We had been decreasing the miles to Melbourne but it had reached the point where it had become quite depressing being on the non-making gybe. Eventually it was our time to gybe and, although the routing suggested we go further, we decided to go for it at the same time as Scallywag. They were now 80 miles ahead of us in a straight line but only 40 miles ahead to the finish – this was our battle to the finish line.

It was us and the Scally’s making similar speeds and courses, sailing as fast as possible to Melbourne. The entrance to Melbourne is a narrow channel width of just one mile with very shallow water and strong tides. The forecast was for light winds so we needed to make the most of the final strong winds for this leg before we hit the channel.

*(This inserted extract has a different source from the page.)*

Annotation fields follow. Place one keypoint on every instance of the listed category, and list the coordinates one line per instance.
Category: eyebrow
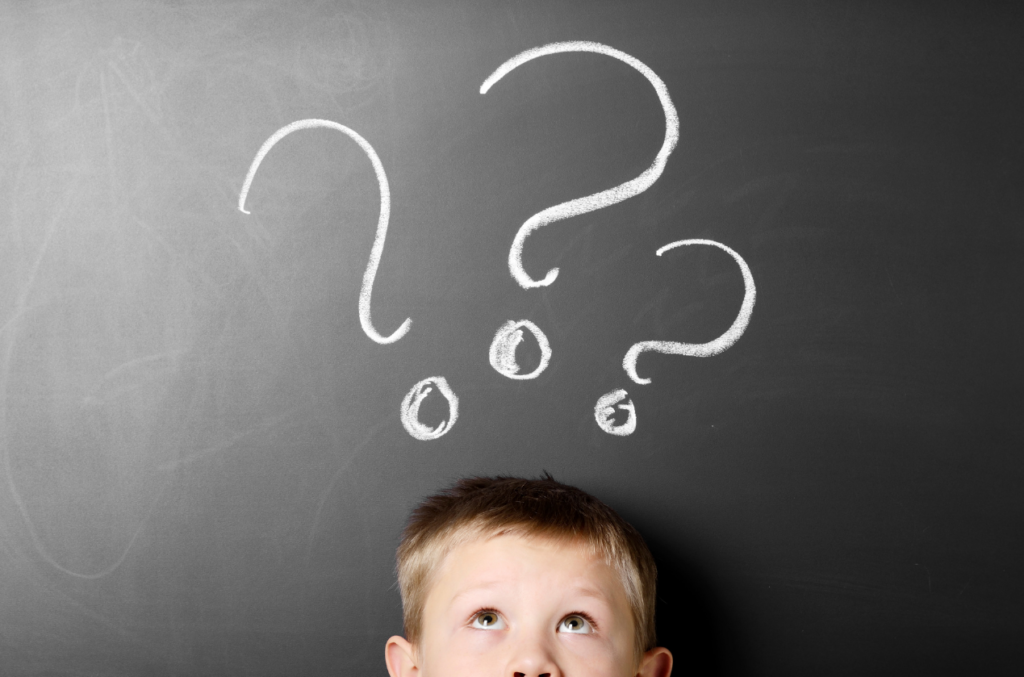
(582, 591)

We were on schedule Christmas Eve when we had a huge wipe out and Chinese gybed. It is inevitable that this will happen out here from time to time but it is always a shock to everyone when it does. The team were calm and managed to recover the situation really well. With sails and sailors in one piece, we got back on track and were off again. Shortly after this we changed sails to a bigger one and hoisted to a full main. It was a case of go hard or go home and we only had two days left out there to make a difference.

Credit: Jeremie Lecaudey/Volvo Ocean Race

Christmas Day provided conditions under 10 knots as we transitioned round the edge of a high-pressure system. This brief respite allowed us, the boat and the equipment to dry out a little and enjoy a few surprises from Father Christmas. However, with just 12 miles between Scallywag and us and with light winds forecast we felt we still had an opportunity to catch them and so it was full blast to Melbourne. Sadly, the weather had other ideas and on Boxing Day morning we entered the Heads in a fickle, light winds with Scallywag too far ahead to catch and a big bay to cross to the finish line.

We ended the epic leg 3 in 6th place with the boat and sailors in one piece. I am so proud of our team and, yet again, I have watched them develop before my eyes. They have now seen waves and winds they had never experienced before and have been driving and dealing with the cold and wet really well. We have been on the pace with the fleet and have shown again the doggedness of a team that never gives up. Our time will come, of that I am sure.

Credit: Jesus Renedo/Volvo Ocean Race

The success of this leg would not have been achieved without the help and support from those around us and I have to say a huge thank you to the guys with me who had prior experience in the South. Liz, Martin and Elodie were fantastic and supported me and the team through a tough 7000 miles. A little TLC will now be required for both the crew and the boat but nothing that will stop us racing to Hong Kong on the 2nd January!

Dee Caffari

British yachtswoman Dee Caffari is the first woman to have sailed single-handed and non-stop around the world in both directions and the only woman to have sailed non-stop around the world three times. In 2006 Dee became the first woman to sail solo, non-stop, around the world against the prevailing winds and currents and was awarded an MBE in recognition of her achievement.